The Dawn of Astrology, N. Campion: Hardback: First Edition: Ancient & Classical
The Dawn of Astrology, N. Campion: Hardback: First Edition: Ancient & Classical
The Dawn of Astrology: A Cultural History of Western Astrology
By Nicholas Campion.
Published by Continuum, London 2008. First Edition. Hardback cover with dustjacket (unclipped), 388 pages. Includes some glossy colour photography.
CONDITION
Overall very good condition, some light pencil marking to a number of pages - see photos. Otherwise no names or writing. Images crisp & clear throughout.

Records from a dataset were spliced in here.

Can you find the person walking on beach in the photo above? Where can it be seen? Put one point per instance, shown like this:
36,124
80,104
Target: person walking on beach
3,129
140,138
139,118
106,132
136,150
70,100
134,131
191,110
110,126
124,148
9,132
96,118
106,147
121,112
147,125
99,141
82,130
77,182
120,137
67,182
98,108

This is the first comprehensive examination of astrology's origins and it examines the foundations of a major feature of popular culture in the contemporary west, one which has its origins in the ancient world. Campion explores the relationship between astrology and religion, magic and science, and explores its use in politics and the arts. Beginning with the theories of the origins of religion in sun-worship, it spans the period between the first Paleolithic lunar counters around 30,000 BC and the end of the classical world and rise of Christianity. Campion challenges the idea that astrology was invented by the Greeks, and asks whether its origins lie in Near-Eastern religion, or whether it can be considered a decadent Eastern import to the West. He considers the evidence for reverence for the stars in Neolithic culture, Mesopotamian astral divination, Egyptian stellar religion, and examines attitudes to astrology and celestial prophecy in the Bible. He considers such artefacts as the mysterious, 15,000-year-old 'Venus of Lauselle', the reasons for the orientation of the pyramids, the latest theories on Stonehenge as a sacred observatory, Greek theories of the ascent of the soul to the stars and the Roman emperor Nero's use of astrology to persecute his rivals.